![]() |
| Foto// Lokasi Proyek |
LOMBOK TENGAH, penaNTB.com – Proyek revitalisasi/rehabilitasi Saluran High Level Diversion (HLD) Renggung–Rutus di Kecamatan Kopang, Kabupaten Lombok Tengah, senilai Rp45 miliar yang dikerjakan PT Melindo, kini menuai sorotan dari aktivis daerah. Aliansi Pemerhati Penegak Hukum (AP3H) mendesak Aparat Penegak Hukum (APH) untuk turun langsung melakukan pengawasan dan evaluasi menyeluruh terhadap pelaksanaan proyek tersebut.
Ketua AP3H, Apriadi Abdi Negara, menilai sejumlah pernyataan pihak pelaksana teknis lapangan yang disampaikan ke media justru memperkuat urgensi pengawasan ekstra ketat dari APH dan lembaga berwenang.
“Alasan-alasan yang disampaikan pihak pelaksana teknis lapangan di media justru semakin memperkuat perlunya pengawasan serius dari APH,” ujar Apriadi, Senin (15/12).
Ia mengungkapkan, berdasarkan informasi lapangan dan pemberitaan media, proyek strategis nasional tersebut menghadapi berbagai kendala serius, mulai dari cuaca ekstrem, longsoran saluran, keterbatasan material, hingga pasokan beton yang minim.
Kondisi tersebut, menurutnya, menimbulkan kekhawatiran publik terhadap kualitas pekerjaan serta potensi keterlambatan penyelesaian proyek, mengingat masa kontrak pekerjaan disebut berakhir pada Desember tahun ini.
AP3H juga menyoroti pengakuan pelaksana teknis lapangan terkait terjadinya sliding atau longsoran pasca pengerukan sedimen, keterhambatan pekerjaan beton, serta upaya mengejar target dengan sistem kerja lembur atau over time.
“Nyaris setiap hari ada saja lokasi yang longsor. Bahkan per hari ini, tepatnya di ruas baru Bujak, terdapat longsoran baru yang mencapai ratusan meter. Ini menunjukkan tidak adanya evaluasi serius dari pelaksana terhadap kondisi dan mutu pekerjaan di lapangan,” tegasnya.
Apriadi menekankan, proyek revitalisasi saluran HLD dengan nilai puluhan miliar rupiah ini berdampak langsung pada hajat hidup masyarakat luas, mulai dari pemenuhan air baku bagi lebih dari satu juta jiwa, irigasi hampir 100 ribu hektare lahan pertanian, hingga suplai air untuk Kawasan Mandalika.
“Proyek sebesar ini tidak boleh dikerjakan secara tergesa-gesa dengan mengorbankan mutu,” katanya.

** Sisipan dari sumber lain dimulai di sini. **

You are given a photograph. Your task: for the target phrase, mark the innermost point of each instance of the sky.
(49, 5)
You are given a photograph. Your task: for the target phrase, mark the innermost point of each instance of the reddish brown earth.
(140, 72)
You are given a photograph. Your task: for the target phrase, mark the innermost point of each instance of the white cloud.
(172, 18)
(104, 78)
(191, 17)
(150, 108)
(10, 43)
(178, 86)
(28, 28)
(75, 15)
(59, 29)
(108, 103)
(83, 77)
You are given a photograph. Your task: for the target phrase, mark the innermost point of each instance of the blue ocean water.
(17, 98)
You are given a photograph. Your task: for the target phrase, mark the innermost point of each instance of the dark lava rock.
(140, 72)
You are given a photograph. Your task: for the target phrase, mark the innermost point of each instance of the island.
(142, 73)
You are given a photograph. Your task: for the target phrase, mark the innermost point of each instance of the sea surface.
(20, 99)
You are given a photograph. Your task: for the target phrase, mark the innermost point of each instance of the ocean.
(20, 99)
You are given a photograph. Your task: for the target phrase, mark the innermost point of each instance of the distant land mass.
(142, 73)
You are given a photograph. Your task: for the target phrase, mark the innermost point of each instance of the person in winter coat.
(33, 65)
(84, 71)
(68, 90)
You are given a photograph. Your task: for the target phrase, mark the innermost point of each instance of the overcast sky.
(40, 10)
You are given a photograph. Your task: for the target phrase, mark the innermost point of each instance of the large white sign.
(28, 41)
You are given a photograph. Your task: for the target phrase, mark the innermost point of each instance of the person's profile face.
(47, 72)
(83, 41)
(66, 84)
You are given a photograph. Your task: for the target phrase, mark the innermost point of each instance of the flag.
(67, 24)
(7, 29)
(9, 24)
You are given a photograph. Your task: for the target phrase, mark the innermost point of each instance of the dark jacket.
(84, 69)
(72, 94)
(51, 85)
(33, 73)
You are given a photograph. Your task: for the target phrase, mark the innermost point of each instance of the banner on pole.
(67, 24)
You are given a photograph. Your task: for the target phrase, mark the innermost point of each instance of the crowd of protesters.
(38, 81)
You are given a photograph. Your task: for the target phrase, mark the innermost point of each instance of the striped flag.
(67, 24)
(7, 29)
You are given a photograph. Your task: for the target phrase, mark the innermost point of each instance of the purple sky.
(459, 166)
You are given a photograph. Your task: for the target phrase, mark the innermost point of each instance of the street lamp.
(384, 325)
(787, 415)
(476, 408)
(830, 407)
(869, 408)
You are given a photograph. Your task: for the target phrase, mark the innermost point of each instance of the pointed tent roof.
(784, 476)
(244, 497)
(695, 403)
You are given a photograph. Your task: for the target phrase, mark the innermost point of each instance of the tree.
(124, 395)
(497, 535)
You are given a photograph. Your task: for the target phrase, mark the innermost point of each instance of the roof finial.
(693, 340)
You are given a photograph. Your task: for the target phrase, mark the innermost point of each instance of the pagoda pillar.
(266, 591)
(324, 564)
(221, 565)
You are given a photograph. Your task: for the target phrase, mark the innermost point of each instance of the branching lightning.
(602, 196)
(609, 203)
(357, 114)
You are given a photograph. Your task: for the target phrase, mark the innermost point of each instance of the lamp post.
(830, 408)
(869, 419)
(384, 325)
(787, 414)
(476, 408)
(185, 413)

Melalui pernyataan resminya, AP3H mendesak APH untuk segera melakukan evaluasi lapangan secara independen, khususnya terhadap mutu pekerjaan, metode teknis penanganan longsoran, serta kepatuhan terhadap spesifikasi kontrak.
Selain itu, AP3H juga meminta Balai Wilayah Sungai (BWS) selaku penanggung jawab teknis proyek agar membuka informasi progres pekerjaan secara transparan kepada publik. Jika ditemukan indikasi pekerjaan dipaksakan demi mengejar target waktu tanpa memperhatikan standar kualitas, audit teknis dan administratif diminta segera dilakukan.
“Kami tegaskan, pengawasan hukum bukan untuk menghambat proyek, melainkan untuk melindungi kepentingan negara dan masyarakat, agar proyek strategis ini benar-benar memberi manfaat jangka panjang dan tidak meninggalkan persoalan struktural di kemudian hari,” ujarnya.
Apriadi menambahkan, APH tidak seharusnya menunggu proyek selesai dan bermasalah terlebih dahulu untuk bertindak.
“Pengawasan harus dilakukan sekarang, saat pekerjaan masih berjalan,” tutupnya.
Sementara itu, Pejabat Pembuat Komitmen (PPK) proyek HLD, Bagus, yang coba dikonfirmasi media melalui sambungan telepon belum memberikan respons. Hal serupa juga terjadi saat media mencoba menghubungi Pelaksana Teknis Lapangan dari Satuan Kerja Balai Wilayah Sungai (BWS).